まあ、これも実験なのだろう。のってやるしかない
「あー。ジュース高かったなー。はやく飲みたいなー」
「で、でもちょっと今から教室戻るんだよね?」
「?」
結衣がぎこちなくそう言った。
「そうだよ。じゃあ、もう一回はなしを聞きに行こうか」
「うん。すぐ出よう」
京介も京香も、どこか硬さがある口調だ。が、京介たちはぞろぞろ出入り口に向かいだした。
......。
んん?
「......なんだ? これ」
「......しっ、だよ」
「......お、おう?」
結衣に状況を聞こうとしたらとがめられた。まあ、黙ってついていくことにしよう。
部室を出て、廊下を突き当りまで行き、階段に差し掛かろうかというところで、
「よし、戻ろう」
「はあ?」
「これで実験は終わり、あとは部室に戻って結果を見るだけ」
うちの部室には閉じてる間に実験成功に向けて働くようなソシャゲ的機能はなかったはずだ。

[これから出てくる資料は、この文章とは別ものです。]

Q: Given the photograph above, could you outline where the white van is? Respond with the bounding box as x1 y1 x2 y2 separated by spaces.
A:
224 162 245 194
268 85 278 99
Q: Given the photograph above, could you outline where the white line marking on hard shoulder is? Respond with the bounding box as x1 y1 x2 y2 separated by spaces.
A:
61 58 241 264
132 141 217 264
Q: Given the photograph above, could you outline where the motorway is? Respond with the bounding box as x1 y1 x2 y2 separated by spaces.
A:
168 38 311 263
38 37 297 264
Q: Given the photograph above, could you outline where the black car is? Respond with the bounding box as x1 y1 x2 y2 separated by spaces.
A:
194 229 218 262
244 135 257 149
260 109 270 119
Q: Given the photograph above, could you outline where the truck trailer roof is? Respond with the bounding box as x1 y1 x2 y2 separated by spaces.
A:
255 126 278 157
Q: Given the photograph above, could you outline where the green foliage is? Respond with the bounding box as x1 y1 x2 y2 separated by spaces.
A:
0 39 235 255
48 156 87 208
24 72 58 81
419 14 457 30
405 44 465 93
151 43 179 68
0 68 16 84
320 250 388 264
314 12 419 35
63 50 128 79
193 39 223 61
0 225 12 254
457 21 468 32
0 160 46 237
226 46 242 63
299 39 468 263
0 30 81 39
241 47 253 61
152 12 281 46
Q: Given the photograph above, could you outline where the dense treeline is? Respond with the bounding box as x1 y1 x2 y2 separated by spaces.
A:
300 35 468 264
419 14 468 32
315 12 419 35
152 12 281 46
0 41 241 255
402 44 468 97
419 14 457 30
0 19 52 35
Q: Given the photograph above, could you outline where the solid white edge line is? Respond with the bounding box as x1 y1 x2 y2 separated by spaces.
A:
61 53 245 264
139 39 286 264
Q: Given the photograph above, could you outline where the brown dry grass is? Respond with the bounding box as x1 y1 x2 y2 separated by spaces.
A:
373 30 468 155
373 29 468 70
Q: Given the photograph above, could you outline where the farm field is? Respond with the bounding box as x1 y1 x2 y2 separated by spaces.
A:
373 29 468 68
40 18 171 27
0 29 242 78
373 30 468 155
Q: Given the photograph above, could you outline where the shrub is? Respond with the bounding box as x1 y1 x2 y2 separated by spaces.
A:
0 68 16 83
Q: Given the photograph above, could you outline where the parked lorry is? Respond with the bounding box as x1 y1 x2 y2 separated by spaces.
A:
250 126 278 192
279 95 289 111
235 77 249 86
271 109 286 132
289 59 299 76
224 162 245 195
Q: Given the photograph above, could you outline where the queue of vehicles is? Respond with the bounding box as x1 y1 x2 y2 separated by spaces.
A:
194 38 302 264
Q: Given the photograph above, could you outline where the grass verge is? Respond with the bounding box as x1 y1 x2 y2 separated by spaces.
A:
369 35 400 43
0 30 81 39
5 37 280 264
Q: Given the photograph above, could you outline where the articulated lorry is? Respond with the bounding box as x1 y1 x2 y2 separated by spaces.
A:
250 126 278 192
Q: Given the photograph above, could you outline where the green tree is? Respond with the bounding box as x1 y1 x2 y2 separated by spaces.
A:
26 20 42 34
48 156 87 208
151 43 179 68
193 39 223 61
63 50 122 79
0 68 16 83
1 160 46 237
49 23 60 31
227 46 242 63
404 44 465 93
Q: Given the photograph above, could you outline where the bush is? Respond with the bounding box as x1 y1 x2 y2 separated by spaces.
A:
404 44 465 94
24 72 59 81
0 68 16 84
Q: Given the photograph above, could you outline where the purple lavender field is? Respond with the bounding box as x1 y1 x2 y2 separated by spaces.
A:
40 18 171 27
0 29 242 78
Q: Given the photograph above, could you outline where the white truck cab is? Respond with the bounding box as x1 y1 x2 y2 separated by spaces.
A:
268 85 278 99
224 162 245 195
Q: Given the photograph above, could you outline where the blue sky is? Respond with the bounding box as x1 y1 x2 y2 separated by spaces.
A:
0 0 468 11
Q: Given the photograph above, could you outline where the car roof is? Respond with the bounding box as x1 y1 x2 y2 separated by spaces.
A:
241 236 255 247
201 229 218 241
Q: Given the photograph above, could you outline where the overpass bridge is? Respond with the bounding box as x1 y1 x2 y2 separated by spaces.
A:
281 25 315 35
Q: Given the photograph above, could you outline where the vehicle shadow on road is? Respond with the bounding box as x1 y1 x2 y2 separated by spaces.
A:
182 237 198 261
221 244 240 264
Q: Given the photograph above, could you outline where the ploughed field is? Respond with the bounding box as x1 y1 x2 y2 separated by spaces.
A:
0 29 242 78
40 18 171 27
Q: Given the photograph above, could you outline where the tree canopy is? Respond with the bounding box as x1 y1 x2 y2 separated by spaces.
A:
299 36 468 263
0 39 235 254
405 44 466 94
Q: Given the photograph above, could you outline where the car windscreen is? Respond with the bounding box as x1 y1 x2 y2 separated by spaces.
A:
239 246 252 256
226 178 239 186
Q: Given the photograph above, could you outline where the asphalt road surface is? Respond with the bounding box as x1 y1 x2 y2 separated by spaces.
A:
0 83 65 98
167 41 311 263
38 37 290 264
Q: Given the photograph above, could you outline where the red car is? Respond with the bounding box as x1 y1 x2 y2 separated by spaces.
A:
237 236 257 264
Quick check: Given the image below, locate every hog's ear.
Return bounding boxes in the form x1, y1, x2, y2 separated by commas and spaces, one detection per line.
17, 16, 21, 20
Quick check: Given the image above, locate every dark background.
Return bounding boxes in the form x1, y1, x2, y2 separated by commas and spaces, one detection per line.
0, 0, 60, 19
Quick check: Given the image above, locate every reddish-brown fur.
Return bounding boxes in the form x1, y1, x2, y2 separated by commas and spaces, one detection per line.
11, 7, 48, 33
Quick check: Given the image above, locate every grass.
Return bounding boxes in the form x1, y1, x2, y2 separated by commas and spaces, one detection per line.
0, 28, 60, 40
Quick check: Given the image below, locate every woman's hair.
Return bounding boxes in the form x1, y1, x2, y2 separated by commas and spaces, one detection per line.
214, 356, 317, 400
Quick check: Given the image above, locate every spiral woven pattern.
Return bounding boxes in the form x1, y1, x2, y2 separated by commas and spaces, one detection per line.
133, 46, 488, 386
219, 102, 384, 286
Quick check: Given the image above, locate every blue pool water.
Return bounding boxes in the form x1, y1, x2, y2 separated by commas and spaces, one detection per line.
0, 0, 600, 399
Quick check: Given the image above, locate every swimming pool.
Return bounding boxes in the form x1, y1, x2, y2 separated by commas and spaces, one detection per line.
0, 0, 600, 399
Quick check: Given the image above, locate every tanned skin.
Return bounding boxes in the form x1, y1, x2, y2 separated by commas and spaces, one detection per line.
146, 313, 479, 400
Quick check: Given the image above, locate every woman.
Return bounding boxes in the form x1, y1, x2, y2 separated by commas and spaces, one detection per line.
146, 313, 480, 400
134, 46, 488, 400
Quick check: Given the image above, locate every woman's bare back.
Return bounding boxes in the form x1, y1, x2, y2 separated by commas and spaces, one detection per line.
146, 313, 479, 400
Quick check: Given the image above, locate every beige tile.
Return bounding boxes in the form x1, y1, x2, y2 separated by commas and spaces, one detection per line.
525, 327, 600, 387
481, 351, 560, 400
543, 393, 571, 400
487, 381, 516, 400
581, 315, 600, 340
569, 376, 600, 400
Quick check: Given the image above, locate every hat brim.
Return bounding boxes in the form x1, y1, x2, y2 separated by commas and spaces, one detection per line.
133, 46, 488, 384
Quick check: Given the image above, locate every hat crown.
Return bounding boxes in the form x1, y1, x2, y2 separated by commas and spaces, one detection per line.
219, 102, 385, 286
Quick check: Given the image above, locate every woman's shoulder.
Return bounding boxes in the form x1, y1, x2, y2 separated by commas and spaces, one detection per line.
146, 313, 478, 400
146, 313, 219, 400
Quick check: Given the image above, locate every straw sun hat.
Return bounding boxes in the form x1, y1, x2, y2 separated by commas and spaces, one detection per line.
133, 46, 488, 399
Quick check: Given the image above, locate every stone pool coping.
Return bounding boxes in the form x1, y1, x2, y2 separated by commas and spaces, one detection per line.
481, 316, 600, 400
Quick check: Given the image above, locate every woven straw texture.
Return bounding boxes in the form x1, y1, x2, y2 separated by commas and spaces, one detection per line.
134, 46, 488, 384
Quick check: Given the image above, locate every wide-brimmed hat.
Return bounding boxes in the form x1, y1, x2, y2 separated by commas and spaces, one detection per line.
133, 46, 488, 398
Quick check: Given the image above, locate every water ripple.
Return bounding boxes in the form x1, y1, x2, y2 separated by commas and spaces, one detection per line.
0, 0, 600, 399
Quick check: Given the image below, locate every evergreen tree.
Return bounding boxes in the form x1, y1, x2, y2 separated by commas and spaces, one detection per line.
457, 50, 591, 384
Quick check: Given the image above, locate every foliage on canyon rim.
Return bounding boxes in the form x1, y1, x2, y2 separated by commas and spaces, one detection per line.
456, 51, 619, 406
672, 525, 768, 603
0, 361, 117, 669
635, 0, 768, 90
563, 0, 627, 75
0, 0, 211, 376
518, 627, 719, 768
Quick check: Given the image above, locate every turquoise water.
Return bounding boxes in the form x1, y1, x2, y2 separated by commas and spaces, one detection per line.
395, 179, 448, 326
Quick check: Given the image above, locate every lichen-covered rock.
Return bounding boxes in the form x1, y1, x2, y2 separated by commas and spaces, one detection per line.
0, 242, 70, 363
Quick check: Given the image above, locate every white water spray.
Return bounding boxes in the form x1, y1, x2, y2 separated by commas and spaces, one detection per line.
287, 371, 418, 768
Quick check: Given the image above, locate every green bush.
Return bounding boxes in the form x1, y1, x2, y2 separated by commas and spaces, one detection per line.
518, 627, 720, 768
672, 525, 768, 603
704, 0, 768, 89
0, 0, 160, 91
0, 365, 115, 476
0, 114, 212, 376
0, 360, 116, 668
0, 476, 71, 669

「まあ、祐樹。今は京香の言うとおりにしてみないか?」
な? と京介に促される。すでに京香と結衣は部室に向け歩き出していた。
やれ、つくづく俺ってやつは情けない。こういう時、バシッと「ノー」を突き付けられるくらいの気合が欲しいものだ。漫画の先生にはなれなさそうだ。
と、そうこうしているうちに部室の前までやってきた。
「で、どうなってたら成功なんだ?」
「まあ、見たらわかる」
焦らすなあ。
「じゃあ開ける」
どこからともなくごくりと唾をのむ音がした。いや、俺のものだ。
京香がスライドドアを開ける。そして、扉の先で起きていた異変に、俺はため息がこぼれた。
さっき、確かに机に置いたジュースが忽然と姿を消していたのだ。
「マジか」
京香の横を通り抜け、急ぎ先ほどジュースを置いた机の付近を探してみる。
が、一本たりとも見つからない。残るのは机の上の水滴だけだ。
「この部室から階段までの間にある教室に、ほかの生徒はいなかった」
窓はしまっている。信じられない強風で飛んで行った線はない。
ほかの生徒はこの部室の付近にはいない。
それはつまり、
「これが、超能力」
「......いや、この部室に隠れてるんじゃないか?」
「うん。オレもそう思う」
「......強情な」
「はい! 入口閉めたから逃げられないよ!」
「よくやった、結衣」
「どもども」
さて、真犯人はこの部室の中にいるに違いない。
いなかったらもう説明ができない。この部室は窓から逃げられない校舎の五階に位置している。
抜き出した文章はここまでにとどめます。